If I was being unclear and did not get the result, I would  start over or try something else instead of being persistent in telling her what I wanted. If I would stop to think, or let her out of it we seemed to lose focus and she would focus on something besides me – like the pretty green grass. If she wanted to do something like eat grass, at first it was easy to think, ok – you weigh 1,200 pounds you can do that if you want. Oh, and you don’t want to do this anymore? Alright and sorry for asking. I can’t ask her what she wants to do because that is not how it works (if you want to be the boss) If she does not do it, I have to be persistent until there is some result.  For example, if I want her to back up, I will ask her (no contact) and if she does not I will ask again (maybe a little pressure on the lead rope),and if nothing still I will up the pressure until she does what I am asking. Also (this is key) he most important piece of this is to release all pressure the instant there is movement in the right direction. Like if she takes a step backwards, I release pressure. 

Interestingly, once she is stimulated and we are on the same page, and we understand each other she is not intersted in the grass and is enjoying herself. You can see it in her body language when we’ve got it.

There is much more I could type, but I am already a few days behind on when this took place (really June 6) because I was organizing thoughts. So some of my goals for the next session are being more intentional and direct and stimulating her brain more to keep focus. Also, we decided, no more eating grass during work time. Towards the end of the session today we found that things went better if I kept a shorter rope on her – not more pressure, just less slack – that way if she put her head down to eat is was her own fault.

I may be very confusing, I tend to ramble, but It is part of my working it out in my head.

I am excited for horsemanship day 2!

2 thoughts on “Horsemanship – day 1

  1. I think you did a good job of describing what you are learning. And I wonder if there will be a carry-over into your life with people in being more direct and intentional in what you say and do. I’m not saying you need that at all. I think I tend to hint at what I want someone to do but should risk being more direct. So that is why it came to mind…if one must be firm and clear in order to communicate with a horse, it would be good training for communicating with people. What do you think?

    • I agree. We should always speak with intent and act with intent… but intent does not have to be mean or rude or hash.

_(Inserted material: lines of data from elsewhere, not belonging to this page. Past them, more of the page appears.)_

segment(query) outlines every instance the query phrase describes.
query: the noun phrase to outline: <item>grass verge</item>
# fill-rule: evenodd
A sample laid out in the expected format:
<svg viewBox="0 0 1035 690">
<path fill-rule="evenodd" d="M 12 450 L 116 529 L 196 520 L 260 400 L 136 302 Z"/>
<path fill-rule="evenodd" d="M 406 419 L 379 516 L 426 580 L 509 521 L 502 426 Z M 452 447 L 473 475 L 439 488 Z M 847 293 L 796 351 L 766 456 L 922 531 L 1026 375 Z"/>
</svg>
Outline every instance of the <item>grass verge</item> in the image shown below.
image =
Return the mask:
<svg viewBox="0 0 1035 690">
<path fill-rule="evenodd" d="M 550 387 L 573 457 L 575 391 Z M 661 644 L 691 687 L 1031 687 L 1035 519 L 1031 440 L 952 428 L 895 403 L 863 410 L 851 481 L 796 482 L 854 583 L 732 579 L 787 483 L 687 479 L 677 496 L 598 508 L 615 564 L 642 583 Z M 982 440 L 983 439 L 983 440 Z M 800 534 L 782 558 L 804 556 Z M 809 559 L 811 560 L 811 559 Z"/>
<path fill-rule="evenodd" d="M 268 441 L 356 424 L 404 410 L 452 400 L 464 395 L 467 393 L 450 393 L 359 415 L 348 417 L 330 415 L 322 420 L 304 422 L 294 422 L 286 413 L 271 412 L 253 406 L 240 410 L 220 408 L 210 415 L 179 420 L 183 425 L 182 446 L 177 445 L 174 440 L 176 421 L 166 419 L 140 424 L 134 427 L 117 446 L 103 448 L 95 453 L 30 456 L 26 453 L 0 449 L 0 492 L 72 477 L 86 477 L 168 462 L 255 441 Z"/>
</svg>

It seems like some people are bad communucators with the horse then when the horse “does not listen”, instead of looking at themselves to figure out a better way to communicate what they want – they get mad at the horse and become those things. People can say what? what do you mean? I dont get it… a horse can’t say that but they display it by not doing it or doing something else to try and get what we want (hard to explain clearly) What I have learned with the horsemanship lessons – you need to be intentional with your body language as well. You can’t say one thing and do the opposite with your body – then get mad that they did not get it and be harsh with them. It is not their fault I was a bad communicator! Same with communicating with people! Good connection!